The Age of Aquarius? Maybe. But an even better name for the late 1960’s and early 70’s might be the Age of Hairiness. After all, even the song proclaiming “the dawning of the Age of Aquarius” came from the musical “Hair.”
I remember, as a college freshman, walking across the campus one day behind one of the senior girls. One of the campus leaders, she was brisk and pretty, articulate and poised in ways that intimidated shyer girls like me into speechlessness. She was striding along with her usual straight-backed confidence, a cascade of soft brown curls rippling down her back, shining in the sunlight and bouncing with every step.
Those gleaming curls that gave her such an air of confident beauty probably came at a cost. Most likely, she had spent a restless night with her hair wound on huge rollers or juice cans.
Girls lacking the fortitude to torture their skulls with insomnia-inducing rollers sometimes went to the opposite extreme. They spread their long locks across the bed and had them ironed. The goal was a perfectly straight, shining curtain, the longer the better. One girl in my dorm had a glorious fall of red-gold hair that reached past her waist. Vigilant against the deadly threat of split ends, she trimmed a careful fourth of an inch every two weeks with her nail scissors.
All the attention girls paid to their hair was greatly appreciated by makers of shampoo and conditioner, if less so by the declining permanent-wave industry. But the real hair-raising excitement of the 60’s focused on boys. They started—gasp!—letting their hair grow so long it touched their collars.
This was largely blamed on the Beatles, whose outrageous mops struck some shocked observers as the most depraved male attribute to hit American television since Elvis Presley’s swiveling hips. Disgusted fathers issued ultimatums and marched boys into barbershops at the point of a rat-tailed comb. Schools added hair length (short was good) as well as skirt length (short was bad) to their dress codes. Editorials were published. Sermons were preached. A high old dudgeon of a time was had by all.
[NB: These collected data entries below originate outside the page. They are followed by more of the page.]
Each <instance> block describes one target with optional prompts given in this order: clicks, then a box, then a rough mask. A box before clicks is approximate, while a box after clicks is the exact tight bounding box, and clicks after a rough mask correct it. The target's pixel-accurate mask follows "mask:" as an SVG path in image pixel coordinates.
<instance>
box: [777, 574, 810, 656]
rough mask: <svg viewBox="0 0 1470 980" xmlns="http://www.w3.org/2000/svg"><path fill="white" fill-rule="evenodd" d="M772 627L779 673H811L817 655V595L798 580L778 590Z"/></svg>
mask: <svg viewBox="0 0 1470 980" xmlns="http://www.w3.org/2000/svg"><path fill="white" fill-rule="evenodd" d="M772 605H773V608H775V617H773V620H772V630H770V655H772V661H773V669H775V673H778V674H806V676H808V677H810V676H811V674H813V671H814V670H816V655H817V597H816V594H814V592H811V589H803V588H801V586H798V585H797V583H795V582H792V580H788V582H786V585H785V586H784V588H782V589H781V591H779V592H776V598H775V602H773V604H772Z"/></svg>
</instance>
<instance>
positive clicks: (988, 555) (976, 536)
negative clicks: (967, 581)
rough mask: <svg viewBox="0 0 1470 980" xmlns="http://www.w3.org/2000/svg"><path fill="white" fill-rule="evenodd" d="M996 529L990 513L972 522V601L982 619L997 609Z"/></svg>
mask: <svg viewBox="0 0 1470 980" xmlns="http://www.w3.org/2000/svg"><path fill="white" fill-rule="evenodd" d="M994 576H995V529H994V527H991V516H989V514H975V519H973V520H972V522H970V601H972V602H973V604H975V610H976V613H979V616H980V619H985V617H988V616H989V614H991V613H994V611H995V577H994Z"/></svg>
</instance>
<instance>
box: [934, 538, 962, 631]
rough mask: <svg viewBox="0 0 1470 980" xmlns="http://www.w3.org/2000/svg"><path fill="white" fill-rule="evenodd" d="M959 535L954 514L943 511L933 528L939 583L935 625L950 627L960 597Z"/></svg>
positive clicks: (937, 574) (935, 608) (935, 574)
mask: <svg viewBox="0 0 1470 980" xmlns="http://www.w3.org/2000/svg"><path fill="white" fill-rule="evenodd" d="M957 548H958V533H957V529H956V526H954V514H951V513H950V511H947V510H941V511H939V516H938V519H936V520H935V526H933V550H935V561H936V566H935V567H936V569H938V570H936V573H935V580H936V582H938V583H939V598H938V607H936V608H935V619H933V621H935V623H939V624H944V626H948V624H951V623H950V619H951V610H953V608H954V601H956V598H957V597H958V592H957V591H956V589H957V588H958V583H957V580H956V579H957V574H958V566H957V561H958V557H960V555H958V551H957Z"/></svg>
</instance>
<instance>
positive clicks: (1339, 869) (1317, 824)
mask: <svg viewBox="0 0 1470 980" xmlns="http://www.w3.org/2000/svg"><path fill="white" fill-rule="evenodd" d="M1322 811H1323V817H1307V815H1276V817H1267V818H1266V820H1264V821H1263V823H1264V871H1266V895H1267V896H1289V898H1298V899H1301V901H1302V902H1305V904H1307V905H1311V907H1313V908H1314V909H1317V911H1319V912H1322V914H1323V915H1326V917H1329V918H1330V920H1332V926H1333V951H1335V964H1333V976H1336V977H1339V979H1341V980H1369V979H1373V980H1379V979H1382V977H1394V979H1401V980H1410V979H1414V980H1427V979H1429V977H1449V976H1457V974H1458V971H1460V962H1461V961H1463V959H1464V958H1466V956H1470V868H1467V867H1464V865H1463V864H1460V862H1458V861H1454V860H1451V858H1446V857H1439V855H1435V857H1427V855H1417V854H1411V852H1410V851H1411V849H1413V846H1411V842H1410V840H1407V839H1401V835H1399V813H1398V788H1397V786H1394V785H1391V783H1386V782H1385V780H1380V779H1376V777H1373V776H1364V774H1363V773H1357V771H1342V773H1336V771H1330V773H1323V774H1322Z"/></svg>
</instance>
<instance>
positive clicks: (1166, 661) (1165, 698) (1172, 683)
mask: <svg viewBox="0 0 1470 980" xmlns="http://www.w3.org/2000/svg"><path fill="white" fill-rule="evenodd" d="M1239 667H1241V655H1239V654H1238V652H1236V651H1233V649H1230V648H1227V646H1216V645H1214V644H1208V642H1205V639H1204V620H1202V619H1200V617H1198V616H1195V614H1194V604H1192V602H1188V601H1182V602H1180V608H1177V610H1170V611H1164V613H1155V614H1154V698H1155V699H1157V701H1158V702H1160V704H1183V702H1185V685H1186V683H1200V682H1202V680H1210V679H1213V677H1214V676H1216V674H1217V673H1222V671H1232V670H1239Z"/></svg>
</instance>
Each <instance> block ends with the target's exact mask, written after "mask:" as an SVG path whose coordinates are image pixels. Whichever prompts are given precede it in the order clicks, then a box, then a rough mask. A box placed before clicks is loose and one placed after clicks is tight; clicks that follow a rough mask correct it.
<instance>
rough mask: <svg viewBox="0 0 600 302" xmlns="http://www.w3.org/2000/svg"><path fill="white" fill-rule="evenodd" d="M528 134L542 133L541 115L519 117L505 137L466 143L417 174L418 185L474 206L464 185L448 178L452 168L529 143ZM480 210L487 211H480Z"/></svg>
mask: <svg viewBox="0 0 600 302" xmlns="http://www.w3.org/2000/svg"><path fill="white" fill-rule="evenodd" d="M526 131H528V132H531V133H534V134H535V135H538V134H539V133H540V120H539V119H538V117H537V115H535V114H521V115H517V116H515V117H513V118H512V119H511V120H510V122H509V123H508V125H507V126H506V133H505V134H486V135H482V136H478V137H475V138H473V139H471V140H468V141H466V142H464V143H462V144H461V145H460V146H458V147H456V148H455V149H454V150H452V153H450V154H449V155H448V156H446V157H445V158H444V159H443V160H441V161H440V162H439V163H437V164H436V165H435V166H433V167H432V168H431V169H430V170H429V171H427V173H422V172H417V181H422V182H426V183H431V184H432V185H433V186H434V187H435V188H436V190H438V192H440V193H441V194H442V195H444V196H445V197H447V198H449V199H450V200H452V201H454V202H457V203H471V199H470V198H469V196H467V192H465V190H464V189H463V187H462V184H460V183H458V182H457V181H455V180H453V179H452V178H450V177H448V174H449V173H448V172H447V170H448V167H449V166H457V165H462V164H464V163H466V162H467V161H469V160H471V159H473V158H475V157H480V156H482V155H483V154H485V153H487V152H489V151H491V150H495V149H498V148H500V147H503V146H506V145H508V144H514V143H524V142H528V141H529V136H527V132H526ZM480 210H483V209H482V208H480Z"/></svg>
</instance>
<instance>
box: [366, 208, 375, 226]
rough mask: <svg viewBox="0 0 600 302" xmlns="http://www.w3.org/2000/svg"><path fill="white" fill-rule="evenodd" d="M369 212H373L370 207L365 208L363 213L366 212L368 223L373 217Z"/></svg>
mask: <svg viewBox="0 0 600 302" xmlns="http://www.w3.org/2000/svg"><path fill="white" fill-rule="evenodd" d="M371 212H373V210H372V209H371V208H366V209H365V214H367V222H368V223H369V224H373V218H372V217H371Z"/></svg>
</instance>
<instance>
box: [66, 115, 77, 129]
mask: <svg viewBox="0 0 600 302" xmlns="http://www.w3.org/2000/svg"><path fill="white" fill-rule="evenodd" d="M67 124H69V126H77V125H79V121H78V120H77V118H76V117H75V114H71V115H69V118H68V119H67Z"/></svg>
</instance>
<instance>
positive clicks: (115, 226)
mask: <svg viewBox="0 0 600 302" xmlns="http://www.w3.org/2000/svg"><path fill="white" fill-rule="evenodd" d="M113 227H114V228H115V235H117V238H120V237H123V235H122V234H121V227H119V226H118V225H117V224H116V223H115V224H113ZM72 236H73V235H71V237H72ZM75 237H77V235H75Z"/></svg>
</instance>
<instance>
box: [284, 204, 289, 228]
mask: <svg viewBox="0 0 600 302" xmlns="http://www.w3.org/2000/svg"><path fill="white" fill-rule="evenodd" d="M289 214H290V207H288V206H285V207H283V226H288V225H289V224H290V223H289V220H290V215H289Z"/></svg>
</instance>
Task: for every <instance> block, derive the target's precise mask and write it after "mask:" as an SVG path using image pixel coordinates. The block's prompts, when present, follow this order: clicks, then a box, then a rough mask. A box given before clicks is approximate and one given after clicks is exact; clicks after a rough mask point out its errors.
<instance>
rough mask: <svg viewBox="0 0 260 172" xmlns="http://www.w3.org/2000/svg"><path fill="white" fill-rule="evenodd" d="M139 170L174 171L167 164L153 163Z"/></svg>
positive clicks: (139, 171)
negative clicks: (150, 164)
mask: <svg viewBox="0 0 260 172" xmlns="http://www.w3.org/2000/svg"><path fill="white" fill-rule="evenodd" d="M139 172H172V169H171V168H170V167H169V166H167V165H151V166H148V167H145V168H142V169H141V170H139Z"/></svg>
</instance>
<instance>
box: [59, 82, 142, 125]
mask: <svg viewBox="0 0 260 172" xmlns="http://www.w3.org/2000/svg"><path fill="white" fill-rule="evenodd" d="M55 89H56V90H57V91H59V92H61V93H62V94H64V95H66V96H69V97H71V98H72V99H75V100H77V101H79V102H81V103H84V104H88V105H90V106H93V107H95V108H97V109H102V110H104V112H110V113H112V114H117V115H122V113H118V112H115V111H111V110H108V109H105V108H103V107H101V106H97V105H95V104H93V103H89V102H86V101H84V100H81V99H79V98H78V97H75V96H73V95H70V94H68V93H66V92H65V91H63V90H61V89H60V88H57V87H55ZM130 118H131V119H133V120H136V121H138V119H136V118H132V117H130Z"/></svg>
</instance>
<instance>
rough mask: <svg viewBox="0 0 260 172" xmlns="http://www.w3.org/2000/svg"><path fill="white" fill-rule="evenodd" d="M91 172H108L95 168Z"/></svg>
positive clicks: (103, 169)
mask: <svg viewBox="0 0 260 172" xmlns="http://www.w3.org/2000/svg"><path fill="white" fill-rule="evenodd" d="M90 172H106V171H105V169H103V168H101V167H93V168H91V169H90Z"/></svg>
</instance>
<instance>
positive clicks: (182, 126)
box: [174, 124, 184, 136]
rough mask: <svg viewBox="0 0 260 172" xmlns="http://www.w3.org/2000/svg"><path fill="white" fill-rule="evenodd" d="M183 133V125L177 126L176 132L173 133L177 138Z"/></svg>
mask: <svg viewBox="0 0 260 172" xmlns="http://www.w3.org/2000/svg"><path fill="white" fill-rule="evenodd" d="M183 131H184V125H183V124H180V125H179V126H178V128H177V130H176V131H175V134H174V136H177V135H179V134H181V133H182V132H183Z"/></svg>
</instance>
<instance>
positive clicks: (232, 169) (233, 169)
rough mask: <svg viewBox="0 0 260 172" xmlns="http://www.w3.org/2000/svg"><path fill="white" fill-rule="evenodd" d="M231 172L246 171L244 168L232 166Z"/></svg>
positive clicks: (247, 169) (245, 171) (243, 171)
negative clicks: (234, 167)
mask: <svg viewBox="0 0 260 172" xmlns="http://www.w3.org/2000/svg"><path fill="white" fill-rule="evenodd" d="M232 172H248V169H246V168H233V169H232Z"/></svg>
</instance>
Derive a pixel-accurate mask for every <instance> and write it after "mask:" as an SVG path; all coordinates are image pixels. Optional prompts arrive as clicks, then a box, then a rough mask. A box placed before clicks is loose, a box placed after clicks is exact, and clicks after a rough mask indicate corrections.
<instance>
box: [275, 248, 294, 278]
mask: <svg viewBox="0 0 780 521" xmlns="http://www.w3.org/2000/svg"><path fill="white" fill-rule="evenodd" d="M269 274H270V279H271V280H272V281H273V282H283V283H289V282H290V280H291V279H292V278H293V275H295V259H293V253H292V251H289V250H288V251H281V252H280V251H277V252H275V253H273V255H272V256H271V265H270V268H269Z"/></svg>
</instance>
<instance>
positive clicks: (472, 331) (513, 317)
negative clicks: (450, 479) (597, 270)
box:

Looking back, it all seems a bit ridiculous. At the time, I suppose, the larger social upheavals and power struggles that no one knew what to do with were reflected in the smaller battles over boys’ hair.
Now, with those social changes overtaken by even greater ones, at least the matter of hair has largely gone back to being a private rather than a public concern. Nobody seems to care much what boys do to theirs. Girls, of course, still generously support the shampoo/conditioner/hair color sector of the economy, though curling irons have saved them from having to choose between vanity and sleep.
There’s one area, though, where hair still seems to be a concern. The more fundamentalist branches of several religions place an absurd amount of importance on women’s hair. Mostly, it seems to matter very much to God that they keep it covered.
Really? God cares that much about women’s hair? One might think God has more important things to do.
Personally, I doubt that God pays much attention. In support of that belief, here’s just one piece of evidence: I still occasionally see the woman whose hair impressed me so vividly back in college. She is still pretty, still confident and poised and slightly intimidating. But her now-white and now-thin hair is cut into stark stubble about an inch long. Like many of the rest of us, she has reached the age of “This is the first bad hair day of the rest of your life.”
If God really cared about women’s hair, this wouldn’t happen. As a being of great age and wisdom Herself, She surely wouldn’t allow it.
Long hair, short hair, shaved heads, every few years hair and cloths styles seem to change.
Some I like, some I dislike but at least girls and women don’t shave their heads like some boys and men. I find this shaving business rediculous.. But no body cares what I think any way. I do think I like y our column of today.
I don’t understand head-shaving, either. You’d think just the practicalities of it would stop most people. How do you manage to shave the back without cutting yourself? I have enough trouble with my legs, and I can see those!